Did Some Dinosaurs Re-Evolve?


The United States had a federal program called the Works Progress/Projects Administration for employing people from 1939-1943. (I knew a guy who had been on it, and he referred to the WPA as "We Putter Around".) They did mainly construction work such as roads, but some excavated fossils. In 1940, an odd dinosaur fossil fragment was found by WPA folks, and it was reexamined recently.

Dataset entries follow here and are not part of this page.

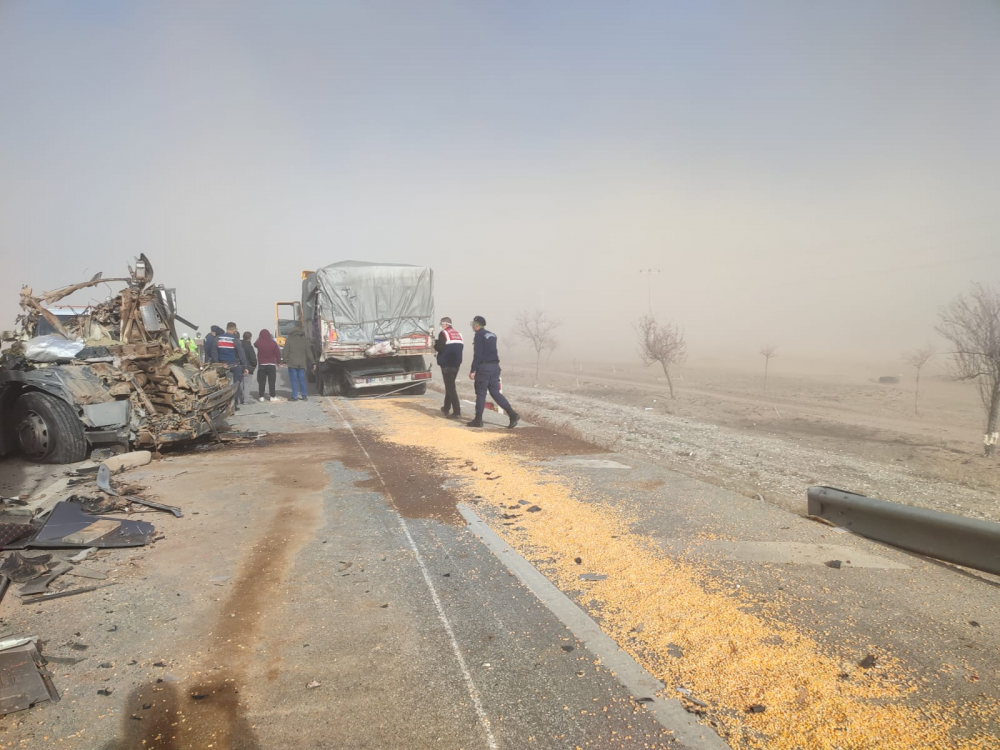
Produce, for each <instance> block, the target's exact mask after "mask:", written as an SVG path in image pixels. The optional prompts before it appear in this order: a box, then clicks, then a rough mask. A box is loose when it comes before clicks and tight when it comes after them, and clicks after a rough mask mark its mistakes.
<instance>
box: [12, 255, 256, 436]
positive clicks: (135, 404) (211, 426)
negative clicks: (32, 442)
mask: <svg viewBox="0 0 1000 750" xmlns="http://www.w3.org/2000/svg"><path fill="white" fill-rule="evenodd" d="M129 271H130V278H128V279H117V280H121V281H128V282H129V283H128V286H127V287H126V288H125V289H122V290H121V292H120V293H119V294H118V295H117V296H115V297H113V298H110V299H109V300H108V301H107V302H104V303H101V304H98V305H93V306H89V307H85V308H68V307H61V308H59V309H55V308H53V309H49V308H48V306H49V305H51V304H52V303H53V302H55V301H57V300H59V299H62V298H63V297H65V296H67V295H68V294H70V293H72V292H74V291H77V290H79V289H84V288H87V287H90V286H94V285H95V284H99V283H104V281H106V280H104V279H102V278H101V277H100V274H98V275H97V276H95V277H94V278H92V279H91V280H90V281H87V282H82V283H79V284H72V285H69V286H67V287H63V288H62V289H59V290H56V291H53V292H48V293H43V294H40V295H35V294H34V293H33V292H32V290H31V288H30V287H24V288H23V289H22V290H21V307H22V310H23V313H22V314H21V315H20V316H19V317H18V323H19V324H20V325H21V330H22V332H21V334H20V339H21V340H17V341H15V342H14V345H13V346H12V347H10V348H9V349H8V350H6V351H5V352H4V354H3V357H2V359H0V407H2V408H5V409H10V408H12V406H11V405H12V404H13V402H14V401H16V399H17V397H18V395H19V394H20V393H23V392H25V391H30V390H37V391H42V392H44V393H48V394H49V395H51V396H54V397H56V398H59V399H61V400H63V401H65V402H66V403H68V404H70V405H71V406H72V407H74V409H75V410H76V412H77V414H78V416H79V417H80V420H81V422H83V424H84V426H85V428H86V429H87V430H89V432H88V433H87V435H88V439H90V442H91V444H93V443H95V442H108V441H109V440H111V441H115V440H118V439H120V440H121V442H125V443H127V442H132V443H133V444H135V445H141V446H144V447H151V448H154V449H158V448H159V447H161V446H163V445H166V444H169V443H172V442H178V441H184V440H192V439H195V438H197V437H199V436H201V435H204V434H206V433H208V432H214V431H215V430H216V429H217V428H216V426H215V423H220V422H221V421H222V420H224V419H225V417H226V416H228V415H229V414H231V409H232V406H231V404H232V400H233V396H234V395H235V392H236V384H235V383H234V382H233V379H232V377H231V376H230V373H229V371H228V369H227V368H225V367H224V366H221V365H218V364H202V363H201V362H200V361H199V360H198V357H197V356H196V355H194V354H192V353H191V352H189V351H187V350H180V349H178V346H177V345H178V337H177V334H176V331H175V328H174V320H175V317H176V315H177V301H176V291H175V290H173V289H166V288H164V287H162V286H153V285H152V279H153V269H152V264H151V263H150V262H149V259H148V258H146V257H145V256H141V257H140V258H139V260H138V262H137V263H136V265H135V268H134V269H132V268H130V269H129ZM113 280H114V279H113ZM56 313H61V317H60V315H57V314H56ZM40 319H44V320H45V321H46V322H47V323H48V325H49V326H50V327H51V328H52V329H53V330H55V331H57V332H58V333H60V334H62V335H64V336H66V337H67V338H76V339H77V340H82V341H83V342H84V343H85V346H84V347H83V349H82V350H81V351H80V352H79V354H78V355H77V356H76V357H75V358H74V359H75V361H73V362H72V363H70V364H61V363H60V364H56V363H40V362H36V361H32V360H29V359H28V358H27V356H28V355H30V352H29V353H27V354H26V352H25V349H24V347H23V342H24V341H26V340H28V339H30V338H31V337H33V336H35V335H36V332H37V330H38V323H39V320H40ZM95 335H96V336H98V337H99V339H100V340H97V339H94V338H93V337H94V336H95ZM4 391H7V392H8V393H4ZM209 422H212V424H209ZM91 438H92V439H91ZM7 443H9V440H8V441H6V442H4V444H2V445H0V450H3V451H6V450H9V448H10V446H8V445H7Z"/></svg>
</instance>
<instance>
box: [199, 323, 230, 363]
mask: <svg viewBox="0 0 1000 750" xmlns="http://www.w3.org/2000/svg"><path fill="white" fill-rule="evenodd" d="M220 333H225V331H223V330H222V329H221V328H219V327H218V326H212V329H211V330H210V331H209V332H208V335H207V336H205V341H204V342H203V343H204V352H203V353H202V357H203V359H204V361H205V362H206V363H208V364H212V363H214V362H219V361H220V360H219V334H220Z"/></svg>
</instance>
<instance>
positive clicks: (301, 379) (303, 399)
mask: <svg viewBox="0 0 1000 750" xmlns="http://www.w3.org/2000/svg"><path fill="white" fill-rule="evenodd" d="M281 358H282V359H283V360H285V364H286V365H288V379H289V380H291V381H292V401H308V400H309V397H308V396H307V395H306V370H307V369H310V370H312V369H315V367H316V356H315V355H314V354H313V352H312V345H311V344H310V343H309V340H308V339H307V338H306V335H305V333H304V332H303V331H302V326H295V328H293V329H292V330H290V331H289V332H288V335H287V336H286V337H285V351H284V352H282V355H281ZM300 393H301V394H302V395H301V396H299V394H300Z"/></svg>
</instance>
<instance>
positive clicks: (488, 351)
mask: <svg viewBox="0 0 1000 750" xmlns="http://www.w3.org/2000/svg"><path fill="white" fill-rule="evenodd" d="M472 330H474V331H475V332H476V336H475V338H474V339H473V341H472V372H470V373H469V378H470V379H471V380H473V381H474V382H475V384H476V418H475V419H473V420H472V421H471V422H468V423H467V424H468V426H469V427H482V426H483V411H484V410H485V409H486V393H487V392H489V394H490V395H491V396H492V397H493V400H494V401H495V402H496V405H497V406H499V407H500V408H501V409H503V410H504V411H506V412H507V413H508V414H509V415H510V424H509V425H507V427H508V428H511V429H513V428H514V427H515V426H517V423H518V422H519V421H520V420H521V417H520V415H518V413H517V412H515V411H514V409H513V407H511V405H510V402H508V401H507V399H506V398H504V395H503V394H502V393H501V392H500V355H499V354H498V353H497V337H496V334H495V333H492V332H490V331H487V330H486V318H484V317H483V316H482V315H477V316H476V317H474V318H473V319H472Z"/></svg>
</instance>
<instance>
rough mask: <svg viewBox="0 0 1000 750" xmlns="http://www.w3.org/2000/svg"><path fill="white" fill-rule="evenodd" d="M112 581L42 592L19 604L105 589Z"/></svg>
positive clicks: (59, 598) (48, 600)
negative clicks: (42, 592) (107, 582)
mask: <svg viewBox="0 0 1000 750" xmlns="http://www.w3.org/2000/svg"><path fill="white" fill-rule="evenodd" d="M114 585H115V584H114V583H102V584H101V585H100V586H86V587H85V588H82V589H71V590H70V591H60V592H58V593H55V594H42V595H41V596H33V597H29V598H27V599H22V600H21V604H37V603H38V602H47V601H50V600H51V599H62V598H63V597H64V596H76V595H77V594H86V593H87V592H88V591H97V589H106V588H107V587H108V586H114Z"/></svg>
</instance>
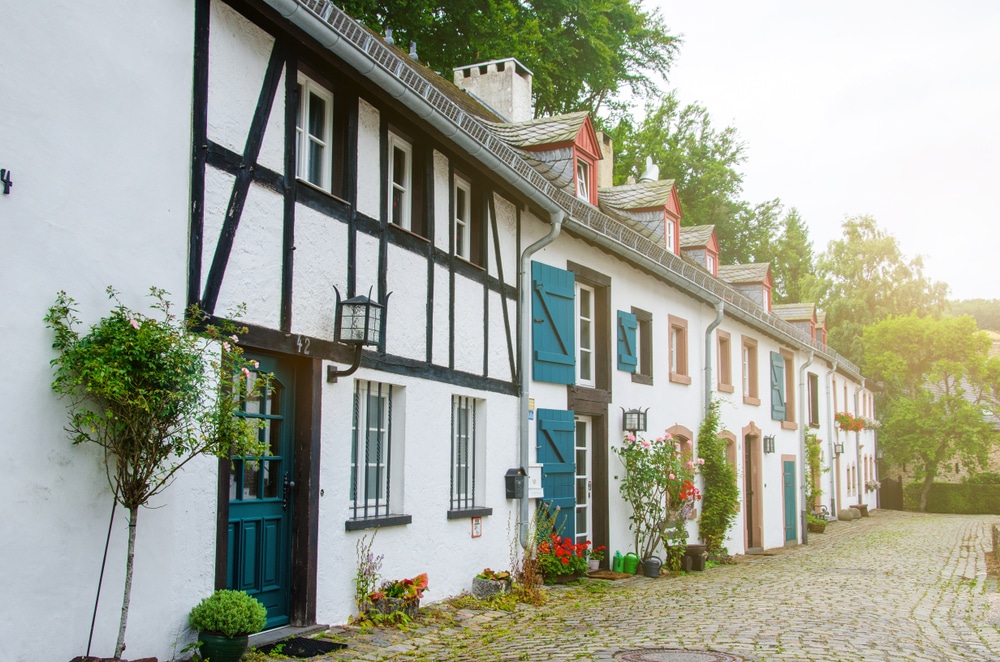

Evolutionists are so locked into their belief system that they're protecting it with made-up ideas without evidence. Here we have similar dinosaurs that must have "somehow re-evolved". Oh, please.
Modified image of an ankylosaurus postage stamp from Central Africa in my collection.
It was called
ankylosaurus because it would bite you on the ankles, making them sore.
The fossil had a dome head like several others, and had significant features in common with them. But the fragment was separated from its cousins by millions of Darwin years. Many other similar body types have been found separated by layers, so the idea is that they evolved more than once, or "somehow re-evolved". Not hardly! If these scientists bothered to look at the geologic evidence of the Genesis Flood, they wouldn't need to have fact-free ad hoc multiple-evolution stories to keep their storyline going. They might even learn that Earth isn't nearly as old as they think it is.
An American research team recently reanalyzed a strange fossil the Works Progress Administration excavated in 1940 from the Triassic Otis Chalk in west Texas. This partial skull showed that the animal had a huge, thick dome on its head, much like pachycephalosaurs found in Cretaceous deposits. According to conventional consensus, 100 million years and a vicious extinction event separate the two fossil types. What role did an evolutionary perspective play in this team's conclusions about this supposedly out-of-place dome-headed fossil?.

The skull goes by the genus name Triopticus and bears a strange pit in its middle. Its new description appears in the journal Current Biology, along with an interpretation of what must have happened to produce two very similar reptiles so distantly separated in evolutionary time.